L'action du FMI est aussi fortement dépendante de la volonté politique des gouvernements des pays qui subissent une situation de crise, et ce, à toutes les étapes de son intervention. Le FMI ne peut agir que quand les gouvernements en font la demande. Or, ceux-ci ne font souvent appel à l’institution que lorsque la situation apparaît impossible à maîtriser sans un soutien financier important.  Si d’un point de vue scientifique il est difficile de se forger une opinion objective, il est en tout cas évident que si les PAS ne sont pas les seuls responsables de l’ensemble des problèmes politiques, sociaux et économiques que vivent actuellement la grande majorité des PVD, il n’en demeure pas moins qu’ils constituent l’élément de trop, l’intervention qui provoque l’éclatement de sociétés déjà fragilisées par toute une série d’autres contraintes.

Depuis le début des années quatre-vingt-dix, de nouvelles versions des programmes d’ajustement structurel des années quatre-vingt ont vu le jour. Aujourd’hui, l’appellation « ajustement structurel » a tendance à passer de mode.  De nouvelles terminologies sont apparues, comme les « Cadres Stratégiques de Lutte contre la Pauvreté » (CLSP). Mais, in fine, les conditionnalités imposées par le FMI et la Banque Mondiale sont toujours présentes et leurs effets sont renforcés par la mondialisation croissante. Or, la mondialisation, dans ses formes actuelles, exacerbe les conflits. Elle affaiblit la régulation publique et la capacité de correction des déséquilibres. Dans un monde globalement de plus en plus riche, la pauvreté augmente. Les inégalités prennent des proportions insoupçonnables. Les discriminations sont la règle. Dès lors, sur quels leviers s’appuyer pour imposer une économie au service des hommes et non du seul profit ? 

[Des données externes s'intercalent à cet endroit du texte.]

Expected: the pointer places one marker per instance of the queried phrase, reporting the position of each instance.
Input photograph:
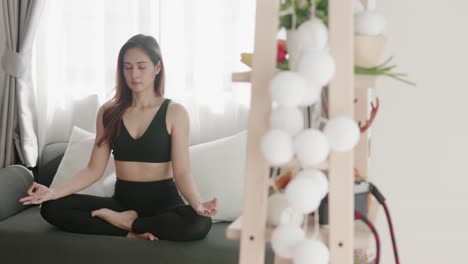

Comme le dit un « proverbe » de Wall-Street « les arbres ne montent pas jusqu’au ciel. » Les crises les plus fortes ne sont pas sans fond. Les PAS ont été remis en cause. La Banque mondiale essaye de les adapter. De nos jours, on voit se développer de plus en plus des réponses locales. Ce sont ces alternatives qui allient l’innovation sociale à la prise en compte des richesses culturelles spécifiques à nos sociétés actuellement en crise: banques pour les plus pauvres, nouveau rôle socio-économique de la femme, associations d’intérêt commun, coopératives d’épargne et de crédit (CEC), commerce équitable, économie « verte », etc. En cette espèce particulière, la lutte contre la pauvreté ne saurait remplacer le droit au développement. Il ne s’agit pas seulement de secourir les pauvres mais d’assurer l’accès pour tous aux services de base et à l’égalité des droits. Chez nous, en Haïti, la définition d’un nouveau modèle économique doit être à l’ordre du jour des politiques nationales. Il est souhaitable d’aller vers la création d’un FONDS NATIONAL D’INVESTISSEMENT (FNI) POUR LE DEVELOPPEMENT, chargé de financer les projets les plus urgents et d’approprier les nécessaires transferts de technologie.

Quelle conclusion ?
Dans le contexte socio-politique fragilisé et tourmenté issu des évènements qui se sont produits les 06, 07 et 08 juillet 2018, le Pouvoir exécutif ne doit ni ne peut pas attendre que sonnent les « trompettes sous les Murailles de Jéricho » pour agir, interagir et/ou réagir. La crise actuelle est profonde.  Multiforme. Plurielle. Polymorphique. Elle interpelle l’urgence de prendre certaines décisions stratégiques majeures par la mise en commun de toutes les compétences et de toutes les énergies, collectives et/ou individuelles, dans le but d’assurer la survie des populations et le sauvetage national dans un monde de plus en plus interdépendant et certainement beaucoup plus exigeant.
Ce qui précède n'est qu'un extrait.